A couple of years later he gets one of his first opportunities to try out the script. I am upset to have to go for a nap and am having a massive temper tantrum in the living room. Inspired by Don Music, a character on Sesame Street back in the day, I decide to show my fury by smashing my head on the glass coffee table in front of me. Unlike Mr. Music, I only am able to hit my head once before I put a large gash in my eyebrow.

My mom picks me up, putting a towel over the wound which is bleeding like crazy. My mom, seeing all of the blood is crying and shouting about how now my one good eye is going to be blind. My dad is silent, his feelings all channeled in the roar of his Plymouth’s engine as we head to the hospital.
We arrive at the emergency room of the Womack Army Medical Center where a doctor, not just superior in medical training but in literal military rank, barks orders at my dad: “Just hold him down. If we use anesthesia it will result in a scar.” and proceeds to put several stitches in my eyebrow while my father pins me down to the hard wooden table.
I scream at the top of my lungs, calling for, of all people, my Uncle Rick, the child who had been chained in the yard as a child.
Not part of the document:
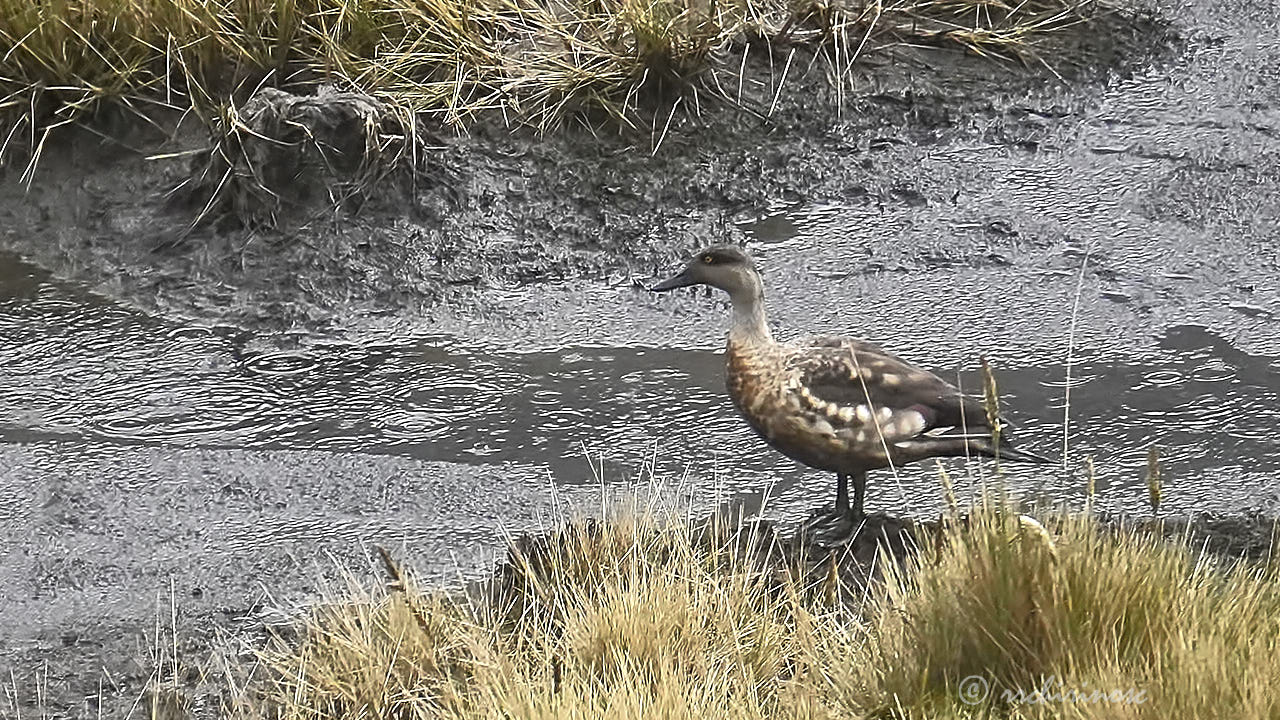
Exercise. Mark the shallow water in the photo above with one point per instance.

Surely he could help me. He knows what it’s like to deal with a dad just doing his job.
Lovely read! Stitches without anesthesia – Good heavens! I hope there isn’t any scar as promised 🙂
And, there isn’t much of a difference between the 6.5 weeks and now in the way you look 🙂
Thank you! I’m working on a book exploring the idea of the scripts we fathers are given by our parents and culture and what happens if we don’t follow them but instead make our own. (As you can imagine, I haven’t followed the scripts shown in this piece but will be writing about that side of things also)
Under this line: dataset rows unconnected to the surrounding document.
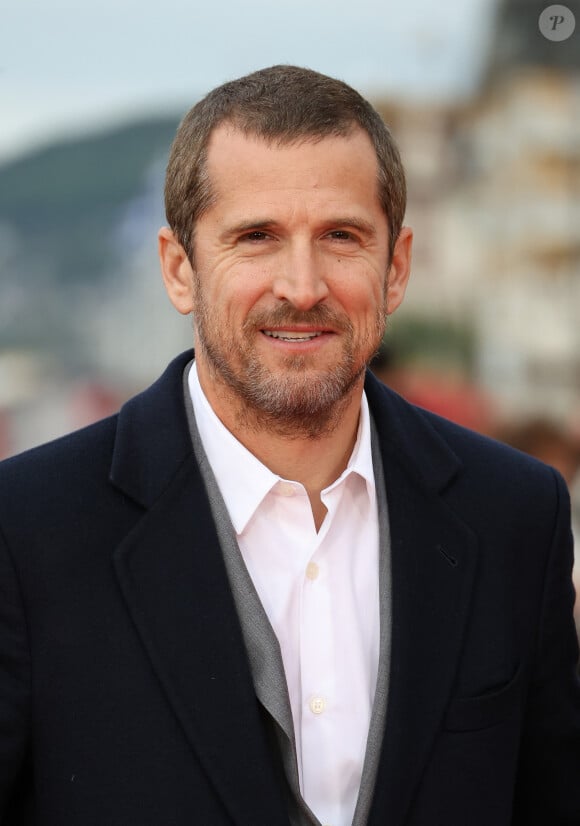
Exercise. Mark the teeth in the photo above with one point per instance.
(291, 336)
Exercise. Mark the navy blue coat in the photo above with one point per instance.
(125, 692)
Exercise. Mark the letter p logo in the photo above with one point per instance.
(557, 23)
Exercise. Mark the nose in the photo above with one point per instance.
(300, 280)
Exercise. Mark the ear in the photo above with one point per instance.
(400, 269)
(176, 270)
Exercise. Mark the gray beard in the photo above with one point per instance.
(295, 407)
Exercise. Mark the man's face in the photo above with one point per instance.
(289, 290)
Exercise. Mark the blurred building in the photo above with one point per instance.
(494, 198)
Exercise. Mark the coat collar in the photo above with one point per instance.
(176, 588)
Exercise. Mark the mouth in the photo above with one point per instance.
(295, 336)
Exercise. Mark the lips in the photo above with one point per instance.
(293, 335)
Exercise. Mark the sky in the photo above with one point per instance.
(70, 67)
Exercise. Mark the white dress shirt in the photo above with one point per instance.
(320, 592)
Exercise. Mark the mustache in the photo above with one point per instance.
(318, 316)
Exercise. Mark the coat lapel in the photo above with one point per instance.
(433, 556)
(173, 578)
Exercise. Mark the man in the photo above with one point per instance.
(270, 591)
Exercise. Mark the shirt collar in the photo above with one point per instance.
(242, 479)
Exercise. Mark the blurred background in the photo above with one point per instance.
(486, 110)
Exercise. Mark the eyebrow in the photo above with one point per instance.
(355, 222)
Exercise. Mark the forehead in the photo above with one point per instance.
(236, 159)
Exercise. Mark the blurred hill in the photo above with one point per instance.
(69, 215)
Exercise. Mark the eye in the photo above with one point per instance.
(341, 235)
(255, 235)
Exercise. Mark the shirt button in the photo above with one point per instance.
(286, 489)
(312, 571)
(317, 705)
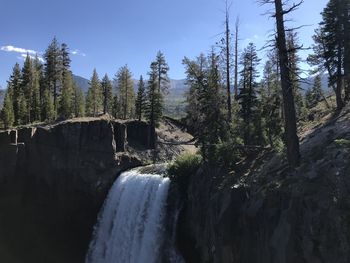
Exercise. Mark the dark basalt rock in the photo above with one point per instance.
(58, 177)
Yes – when I was a kid there was a tiny little line you could see. I asked Sage to see if she could see it but it appears to have faded. So the doctor was right.
Funny how certain aspects of our appearance hang on forever. You can see Daegan of today in his baby photos also – and you can also see him in both of us in the photo here.
If I remember correctly, you had posted this picture on Instagram too. And, for some reason I thought it was you and Daegan :D…..which obviously isn’t at least by the colour of the picture, if not anything else! But that does talk about the similarities across the generations 🙂
The idea of a book is a good one. It will be quite unique and interesting too, providing a glimpse into changing times and the good and bad of it.
I am also interested in the scripts and counter scripts that get absorbed, mostly unconsciously.
Loved it! Nicely penned…
Beautiful read Todd. Finally able to catch up with posts.
Thank you so much!
Wow!! You & your father look so much alike!! I thought it was you & Daegan before I read the whole thing. I can’t believe you smashed your head through glass & endured stitches without anesthesia. Crazy!
Lovely read, Todd!
Out of your trove of remarkable writing, this stands out as beyond stellar.
Thank you so much! I am so happy. It’s part of a bigger project I’m working on that I need to get back to soon!